Sunday, November 25, 2007

Dead Man Walking

My mom came to Germany bearing gifts.

Some books—autobiographies, actually—from people who survived fascism during World War 2.

Amazing books. Both of them.

I have so many feelings while I read these. The first feeling is: how could people do this to other people??

Really, I read about these accounts of torture and unsurmountable odds these people faced and I have no doubt that they have been changed for life during these times, but I think that I may have contemplated death over trying to live knowing that every day is a fight to survive.

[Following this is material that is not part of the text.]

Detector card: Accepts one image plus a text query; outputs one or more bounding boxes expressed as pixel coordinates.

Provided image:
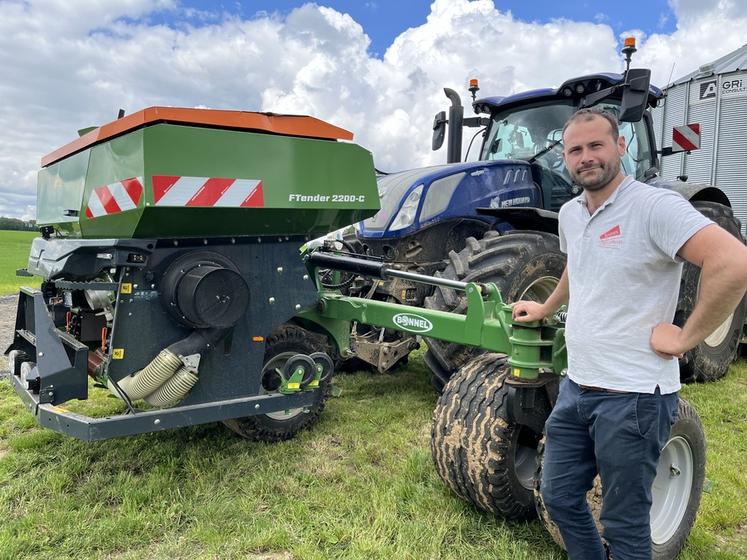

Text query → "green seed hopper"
[38,107,379,239]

The other feeling is that I would have been one of the dead ones.

Dead as a doorknob.

I'd have been one of those extras in movies that gets killed right away. No starring role. No heroic comeback.

I am about to finish reading "The Long Walk" about a group of men who hiked from Siberia to India. Through the Siberian winter and the desert and death and no food and no water.

I'd have been the first dead guy. I am simply not built for that kind of suffering.

When they go 13 days with no water.

Me=dead.

When they hike across the desert with no food and water.

Me=dead.

It makes me think that my life is pretty damn good when my biggest problems are the silly ones: what to wear, what (of the many possibilities) to drink...

I am more grateful, now, that I have a good life. And we should all feel this way. Should we?

3 comments:

Anonymous said...

yes, we should all feel this way.
in fact, i suspect it is the ability to feel this way that enables some people to survive without water for thirteen days, or on (infinitely) long walks from india to siberia.
of course, i'm not one of those people, so i can't be sure.

Anonymous said...

p.s.
judging by the gifts, i think your mom may REALLY want you to come home.

Kathy said...

Glad you read the books & they gave you something to think about. I'm very proud of your observations & that you're willing to share them. You done good!!